I used to have more than six nodes, but I am now down to three, but after this and https://github.com/evilsocket/opensnitch/issues/1438 has been fixed I will add more again. I am using iptables for now because of older packages in the debian stable repository.

Can the workers be changed in the config or is it only by command line. Also is there a new release with this fix coming out soon or do I need to build from source.

[gustavo-iniguez-goya]

The workers will be configurable from the GUI. But if you want to test it, just download the opensnitch-ui from the link above, which is from the latest commit. Direct link: https://raw.githubusercontent.com/evilsocket/opensnitch/c356c82ac79907c82d1631b2e584a0e883754942/ui/bin/opensnitch-ui

Then close the current GUI, and launch the new opensnitch-ui from the command line like this: ./opensnitch-ui --max-workers 30.

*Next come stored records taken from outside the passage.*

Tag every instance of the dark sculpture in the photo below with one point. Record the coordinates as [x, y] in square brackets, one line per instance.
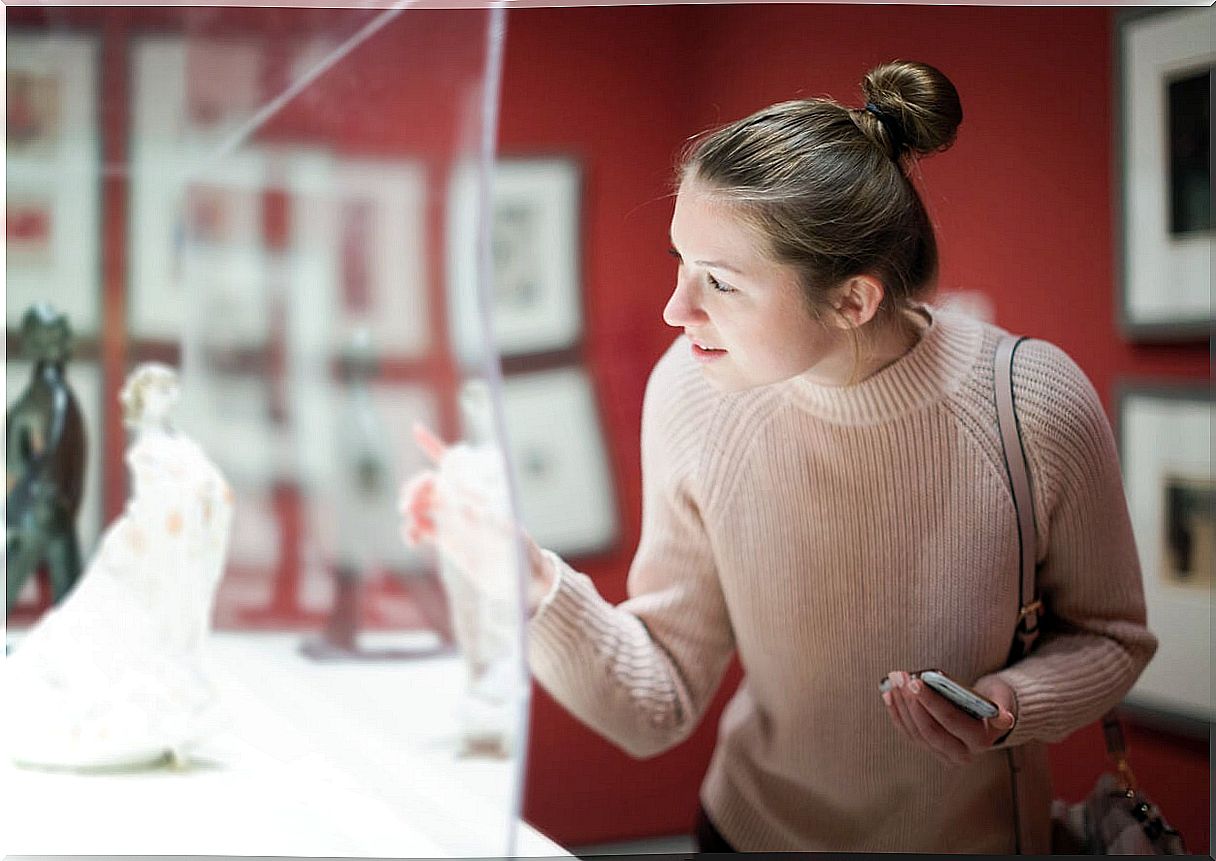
[44, 461]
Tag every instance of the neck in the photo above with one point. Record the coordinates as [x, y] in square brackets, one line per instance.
[861, 354]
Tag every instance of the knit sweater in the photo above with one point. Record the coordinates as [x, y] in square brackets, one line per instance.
[829, 535]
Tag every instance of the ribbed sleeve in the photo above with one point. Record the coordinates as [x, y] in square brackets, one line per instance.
[641, 674]
[1095, 641]
[828, 535]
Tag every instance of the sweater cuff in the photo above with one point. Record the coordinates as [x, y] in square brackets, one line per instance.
[562, 614]
[557, 566]
[1034, 712]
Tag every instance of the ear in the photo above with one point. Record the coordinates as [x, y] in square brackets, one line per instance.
[857, 300]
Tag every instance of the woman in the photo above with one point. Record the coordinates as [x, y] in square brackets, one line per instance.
[823, 494]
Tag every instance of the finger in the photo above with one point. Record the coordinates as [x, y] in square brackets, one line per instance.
[972, 732]
[894, 714]
[432, 446]
[934, 733]
[901, 708]
[422, 482]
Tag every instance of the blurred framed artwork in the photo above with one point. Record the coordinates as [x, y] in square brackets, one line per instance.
[536, 297]
[52, 226]
[559, 461]
[1165, 448]
[380, 210]
[1164, 124]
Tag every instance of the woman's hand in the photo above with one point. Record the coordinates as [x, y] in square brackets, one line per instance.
[928, 719]
[448, 508]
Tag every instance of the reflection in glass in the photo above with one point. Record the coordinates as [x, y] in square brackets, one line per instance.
[276, 208]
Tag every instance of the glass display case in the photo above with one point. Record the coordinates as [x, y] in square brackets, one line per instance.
[285, 208]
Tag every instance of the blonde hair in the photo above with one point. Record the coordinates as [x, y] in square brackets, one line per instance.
[138, 382]
[828, 189]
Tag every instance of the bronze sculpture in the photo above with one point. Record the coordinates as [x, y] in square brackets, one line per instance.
[44, 461]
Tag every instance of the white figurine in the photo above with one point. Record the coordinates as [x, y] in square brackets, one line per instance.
[113, 675]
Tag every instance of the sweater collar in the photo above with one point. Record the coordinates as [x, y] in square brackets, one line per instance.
[932, 369]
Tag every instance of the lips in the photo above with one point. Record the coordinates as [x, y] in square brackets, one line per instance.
[704, 353]
[703, 345]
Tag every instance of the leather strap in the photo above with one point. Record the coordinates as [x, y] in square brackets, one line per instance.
[1023, 502]
[1028, 590]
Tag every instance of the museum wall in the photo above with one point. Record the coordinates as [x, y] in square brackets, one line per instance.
[1024, 206]
[1024, 203]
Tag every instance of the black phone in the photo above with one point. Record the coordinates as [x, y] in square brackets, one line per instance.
[960, 696]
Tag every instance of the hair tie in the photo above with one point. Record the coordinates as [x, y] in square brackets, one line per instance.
[890, 124]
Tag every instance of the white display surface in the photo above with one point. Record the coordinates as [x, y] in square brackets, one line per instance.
[320, 760]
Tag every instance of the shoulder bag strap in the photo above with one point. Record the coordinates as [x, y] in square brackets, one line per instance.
[1029, 607]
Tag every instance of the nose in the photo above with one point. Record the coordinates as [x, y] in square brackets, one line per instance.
[682, 308]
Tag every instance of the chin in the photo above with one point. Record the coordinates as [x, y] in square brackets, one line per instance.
[727, 382]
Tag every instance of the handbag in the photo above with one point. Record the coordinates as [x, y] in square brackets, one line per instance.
[1115, 817]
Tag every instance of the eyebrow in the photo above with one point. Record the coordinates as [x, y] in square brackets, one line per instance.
[713, 264]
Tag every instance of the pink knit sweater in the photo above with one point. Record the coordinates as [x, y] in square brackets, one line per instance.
[829, 535]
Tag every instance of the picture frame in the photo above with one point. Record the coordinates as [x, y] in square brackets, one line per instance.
[559, 461]
[380, 229]
[1164, 69]
[1165, 450]
[536, 297]
[364, 452]
[196, 245]
[52, 173]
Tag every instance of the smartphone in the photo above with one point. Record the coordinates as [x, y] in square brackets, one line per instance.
[961, 697]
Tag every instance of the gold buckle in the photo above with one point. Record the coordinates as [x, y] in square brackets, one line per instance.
[1034, 607]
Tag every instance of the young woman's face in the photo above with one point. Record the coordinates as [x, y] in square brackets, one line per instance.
[743, 314]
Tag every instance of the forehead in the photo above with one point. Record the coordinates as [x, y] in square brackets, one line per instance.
[707, 224]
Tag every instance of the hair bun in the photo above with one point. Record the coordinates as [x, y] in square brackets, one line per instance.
[912, 107]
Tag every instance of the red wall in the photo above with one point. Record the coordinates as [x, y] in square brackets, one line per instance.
[1024, 206]
[1023, 201]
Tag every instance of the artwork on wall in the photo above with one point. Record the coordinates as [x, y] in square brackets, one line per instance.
[196, 246]
[1165, 446]
[85, 381]
[52, 178]
[380, 234]
[369, 452]
[231, 416]
[559, 461]
[536, 303]
[1166, 61]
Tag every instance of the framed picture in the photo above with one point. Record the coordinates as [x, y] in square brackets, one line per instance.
[380, 228]
[52, 178]
[559, 461]
[1165, 72]
[367, 451]
[85, 382]
[1165, 446]
[196, 247]
[535, 290]
[231, 417]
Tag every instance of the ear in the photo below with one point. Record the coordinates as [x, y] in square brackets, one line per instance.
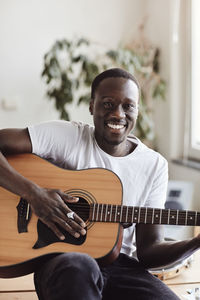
[91, 107]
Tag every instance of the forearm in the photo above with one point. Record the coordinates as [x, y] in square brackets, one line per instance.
[164, 253]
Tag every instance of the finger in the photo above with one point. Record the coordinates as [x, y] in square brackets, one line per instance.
[76, 226]
[54, 228]
[67, 197]
[67, 227]
[65, 209]
[76, 222]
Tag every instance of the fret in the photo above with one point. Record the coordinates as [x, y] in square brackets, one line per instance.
[116, 206]
[191, 218]
[181, 218]
[132, 218]
[168, 216]
[118, 213]
[152, 216]
[106, 214]
[177, 217]
[111, 213]
[127, 214]
[195, 223]
[139, 211]
[121, 213]
[97, 215]
[101, 216]
[198, 219]
[93, 213]
[145, 217]
[149, 215]
[135, 218]
[156, 216]
[160, 216]
[173, 217]
[186, 214]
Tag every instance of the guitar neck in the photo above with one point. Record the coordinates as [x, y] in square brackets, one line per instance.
[145, 215]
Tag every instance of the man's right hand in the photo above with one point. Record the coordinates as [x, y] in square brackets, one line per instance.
[50, 205]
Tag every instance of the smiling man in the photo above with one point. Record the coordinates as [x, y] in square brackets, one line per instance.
[143, 173]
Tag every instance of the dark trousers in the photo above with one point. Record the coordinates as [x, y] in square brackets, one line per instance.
[76, 276]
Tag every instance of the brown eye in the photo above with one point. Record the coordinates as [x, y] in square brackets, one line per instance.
[107, 105]
[130, 106]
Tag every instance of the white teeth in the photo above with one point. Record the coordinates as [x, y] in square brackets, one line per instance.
[115, 126]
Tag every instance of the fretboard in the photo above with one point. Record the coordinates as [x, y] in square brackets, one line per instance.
[146, 215]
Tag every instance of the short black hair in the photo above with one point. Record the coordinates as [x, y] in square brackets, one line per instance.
[114, 72]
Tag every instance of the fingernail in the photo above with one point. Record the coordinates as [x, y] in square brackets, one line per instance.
[83, 231]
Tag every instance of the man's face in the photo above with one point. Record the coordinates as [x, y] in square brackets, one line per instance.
[115, 110]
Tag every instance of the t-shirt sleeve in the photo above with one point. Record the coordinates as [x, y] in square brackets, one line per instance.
[53, 140]
[158, 192]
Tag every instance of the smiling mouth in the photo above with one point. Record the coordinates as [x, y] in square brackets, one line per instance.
[115, 126]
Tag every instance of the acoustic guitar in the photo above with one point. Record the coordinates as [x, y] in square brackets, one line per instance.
[26, 242]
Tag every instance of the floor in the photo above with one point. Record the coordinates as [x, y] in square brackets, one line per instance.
[186, 282]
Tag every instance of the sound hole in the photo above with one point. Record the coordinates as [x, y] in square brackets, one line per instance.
[81, 208]
[46, 236]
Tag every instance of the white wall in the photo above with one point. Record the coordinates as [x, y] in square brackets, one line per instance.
[166, 28]
[29, 28]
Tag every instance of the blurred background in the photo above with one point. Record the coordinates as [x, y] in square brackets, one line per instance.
[167, 30]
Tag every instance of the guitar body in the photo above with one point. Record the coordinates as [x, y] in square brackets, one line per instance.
[103, 240]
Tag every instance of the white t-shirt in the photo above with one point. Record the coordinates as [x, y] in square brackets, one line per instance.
[72, 145]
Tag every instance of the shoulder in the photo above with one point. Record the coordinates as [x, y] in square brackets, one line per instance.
[60, 126]
[147, 154]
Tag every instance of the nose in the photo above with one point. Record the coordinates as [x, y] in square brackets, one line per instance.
[118, 112]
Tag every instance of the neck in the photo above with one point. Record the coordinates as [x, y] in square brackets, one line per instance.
[118, 150]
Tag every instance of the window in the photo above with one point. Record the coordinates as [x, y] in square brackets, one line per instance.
[194, 148]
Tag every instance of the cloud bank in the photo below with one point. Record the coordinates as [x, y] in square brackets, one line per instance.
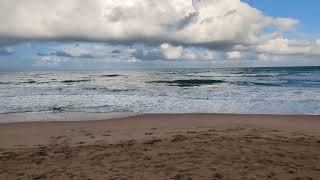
[171, 25]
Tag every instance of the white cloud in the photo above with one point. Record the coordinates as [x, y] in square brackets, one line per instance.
[283, 46]
[207, 55]
[262, 57]
[234, 55]
[285, 24]
[205, 22]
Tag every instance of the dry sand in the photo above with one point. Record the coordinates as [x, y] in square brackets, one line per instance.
[164, 146]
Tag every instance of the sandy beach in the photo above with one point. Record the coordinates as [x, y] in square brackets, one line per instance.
[163, 146]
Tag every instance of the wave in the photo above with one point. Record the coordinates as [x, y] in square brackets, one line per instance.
[75, 81]
[111, 75]
[190, 82]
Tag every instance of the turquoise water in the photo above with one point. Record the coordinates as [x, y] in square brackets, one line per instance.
[239, 90]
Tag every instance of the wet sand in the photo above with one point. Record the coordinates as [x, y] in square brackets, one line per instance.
[164, 146]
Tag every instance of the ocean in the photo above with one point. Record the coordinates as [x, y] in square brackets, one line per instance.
[294, 90]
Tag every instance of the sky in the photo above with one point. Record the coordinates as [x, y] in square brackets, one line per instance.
[142, 34]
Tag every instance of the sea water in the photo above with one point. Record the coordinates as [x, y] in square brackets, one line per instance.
[281, 90]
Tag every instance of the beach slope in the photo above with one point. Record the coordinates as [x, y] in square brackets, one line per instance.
[164, 146]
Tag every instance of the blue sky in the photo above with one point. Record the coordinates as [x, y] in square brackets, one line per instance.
[180, 34]
[306, 11]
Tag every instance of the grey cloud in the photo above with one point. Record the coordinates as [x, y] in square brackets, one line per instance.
[68, 55]
[137, 21]
[5, 51]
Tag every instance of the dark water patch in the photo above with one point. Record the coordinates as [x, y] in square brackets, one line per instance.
[109, 90]
[190, 82]
[5, 83]
[111, 75]
[75, 81]
[248, 83]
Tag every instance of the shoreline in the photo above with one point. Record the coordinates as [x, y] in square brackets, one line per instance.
[33, 117]
[164, 146]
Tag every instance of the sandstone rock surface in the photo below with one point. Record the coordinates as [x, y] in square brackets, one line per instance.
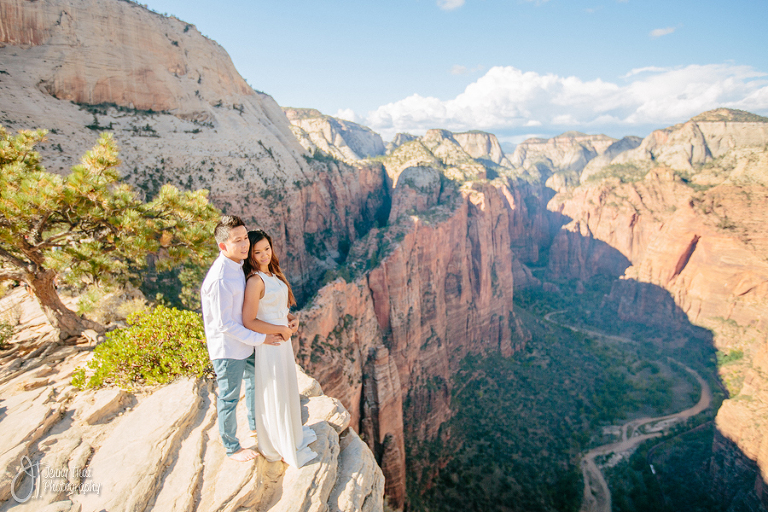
[162, 450]
[338, 138]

No problem about using iptables by the way. I've tested it and it was not causing this issue.

The new release is imminent and will contain all these fixes. It'll be more multi-node friendly.

[zero77]

I closed the old UI and tested the new eye and got the following Error and a crash.

 python3 opensnitch-ui --max-workers 30
Loaded network aliases from /usr/lib/python3/dist-packages/opensnitch/utils/network_aliases/network_aliases.json
	~ OpenSnitch GUI - 1.7.2 ~
	protobuf: 5.29.4 - grpc: 1.51.1
-------------------------------------------------- 

QT_AUTO_SCREEN_SCALE_FACTOR: True
gRPC Max Message Length: 8MiB
                  Bytes: 8388608
[server] addr: [::]:50051
Setting synchronous = NORMAL
schema version: 3
db schema is up to date
QWidget: Must construct a QApplication before a QWidget
Aborted                    (core dumped) python3 opensnitch-ui --max-workers 30

[gustavo-iniguez-goya]

ops, ok, nevermind. I'll release the new version soon which I think should fix this issue.

[gustavo-iniguez-goya]

@zero77 v1.8.0 is out. Let's see if it fixes these issues:

https://github.com/evilsocket/opensnitch/releases/tag/v1.8.0

[zero77]

Thank you. I have updated the UI and all of the nodes and I will watch them to see if they still disconnect.